Why Bhubaneswar Records Low Turnout In Urban Polls? Don’t Blame Middle Class Alone

Why Bhubaneswar often records low turnout on voting day? Don’t blame the middle class, elitists or taxpayers. Rather, the existing system that ignores this class of voters, who are often bogged down by their hectic day-to-day activities, is responsible.

With the middle class turning unpredictable, it is the slum-dwellers who have turned the vote bank of most parties in the local election. Because, mere 2,000 votes often decide the fate of a candidate in the municipal wards.

Though many question, nobody blames the election procedures nor political systems that are largely accountable for the low turnout in recent times. While the officials are not able to reach the voters with voters’ slips, the political system does not take citizens into confidence while choosing their candidates.

Take the example of voters’ slips. In 2012 Delhi Assembly elections, the Election Commission undertook a massive exercise to get the slips reach the voters and it pushed up the turnout!

While in Bhubaneswar, whether civic election or general election, a lot of voters do not get the slips. In the absence of slips, many don’t go to pooling booths as they have to wait for long hours searching for their names in the list.

Many others abstain from voting as none of the candidates meet their expectations. In some other cases, the voters feel that the political parties have taken advantage of their support with the belief that any candidate put up by them will win the election.

So, it is wrong on the part of anybody to think that the literate, politically sensitive and elite citizens don’t turn out to vote. Rather, most voters prefer to remain absent than giving votes to wrong candidates.

As a result, about 45% of the total 6,90,239 voters exercised their franchise, deciding the fate of 393 candidates in 67 wards during the last civic election. It means that majority of voters did not vote in the election. In a way, it can be interpreted that this 55% of voters simply did not have trust in the performance of Bhubaneswar Municipal Corporation or they disassociated themselves from civic affairs.

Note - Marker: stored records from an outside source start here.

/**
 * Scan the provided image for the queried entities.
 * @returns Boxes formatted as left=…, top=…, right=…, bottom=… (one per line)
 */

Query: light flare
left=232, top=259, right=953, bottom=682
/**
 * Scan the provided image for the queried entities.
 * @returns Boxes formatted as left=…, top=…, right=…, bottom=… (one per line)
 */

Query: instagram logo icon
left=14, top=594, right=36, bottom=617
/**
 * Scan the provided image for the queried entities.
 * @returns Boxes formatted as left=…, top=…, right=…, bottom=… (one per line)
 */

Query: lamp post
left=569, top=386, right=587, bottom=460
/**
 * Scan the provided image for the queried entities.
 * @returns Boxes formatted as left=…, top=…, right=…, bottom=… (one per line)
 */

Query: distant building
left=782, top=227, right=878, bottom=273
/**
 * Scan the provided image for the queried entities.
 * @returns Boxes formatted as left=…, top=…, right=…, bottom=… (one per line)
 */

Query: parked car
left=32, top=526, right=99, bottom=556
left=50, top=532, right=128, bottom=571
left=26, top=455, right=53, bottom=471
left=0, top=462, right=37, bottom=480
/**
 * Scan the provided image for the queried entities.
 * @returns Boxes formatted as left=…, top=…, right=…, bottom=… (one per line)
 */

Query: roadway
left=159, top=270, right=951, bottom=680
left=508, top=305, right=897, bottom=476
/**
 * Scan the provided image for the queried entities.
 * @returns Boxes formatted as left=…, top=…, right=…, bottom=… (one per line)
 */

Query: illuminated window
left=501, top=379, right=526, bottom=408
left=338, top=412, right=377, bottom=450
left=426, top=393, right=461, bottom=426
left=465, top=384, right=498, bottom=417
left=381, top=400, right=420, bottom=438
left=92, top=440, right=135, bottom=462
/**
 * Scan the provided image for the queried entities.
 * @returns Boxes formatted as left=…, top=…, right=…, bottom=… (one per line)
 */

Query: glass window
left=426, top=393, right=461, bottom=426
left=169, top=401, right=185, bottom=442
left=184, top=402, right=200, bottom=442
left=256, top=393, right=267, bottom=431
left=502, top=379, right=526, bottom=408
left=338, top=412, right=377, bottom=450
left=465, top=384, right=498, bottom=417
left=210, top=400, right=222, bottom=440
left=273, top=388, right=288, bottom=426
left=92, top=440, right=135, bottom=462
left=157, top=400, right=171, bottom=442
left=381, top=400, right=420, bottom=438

The present civic polls may very well witness a repeat show of low turnout.

At the same time, the slum-dwellers cannot be blamed for voting like villages in panchayat election. The turnout from the slums is often high not because they are highly interested in the election process. They just want to secure their encroached land as well as freebies as part of social security measures.

If the political parties focus on selection of candidates, think beyond the vote bank politics and ensure voting slips to all voters, then perhaps Bhubaneswar may see a high turnout.

In this election, 7,25,765 voters in 67 wards will exercise their franchise at 705 booths in the city. Out of the total voters, 3,94,510 are male and 3,30,815 female, while 440 voters belong to ‘others’ category.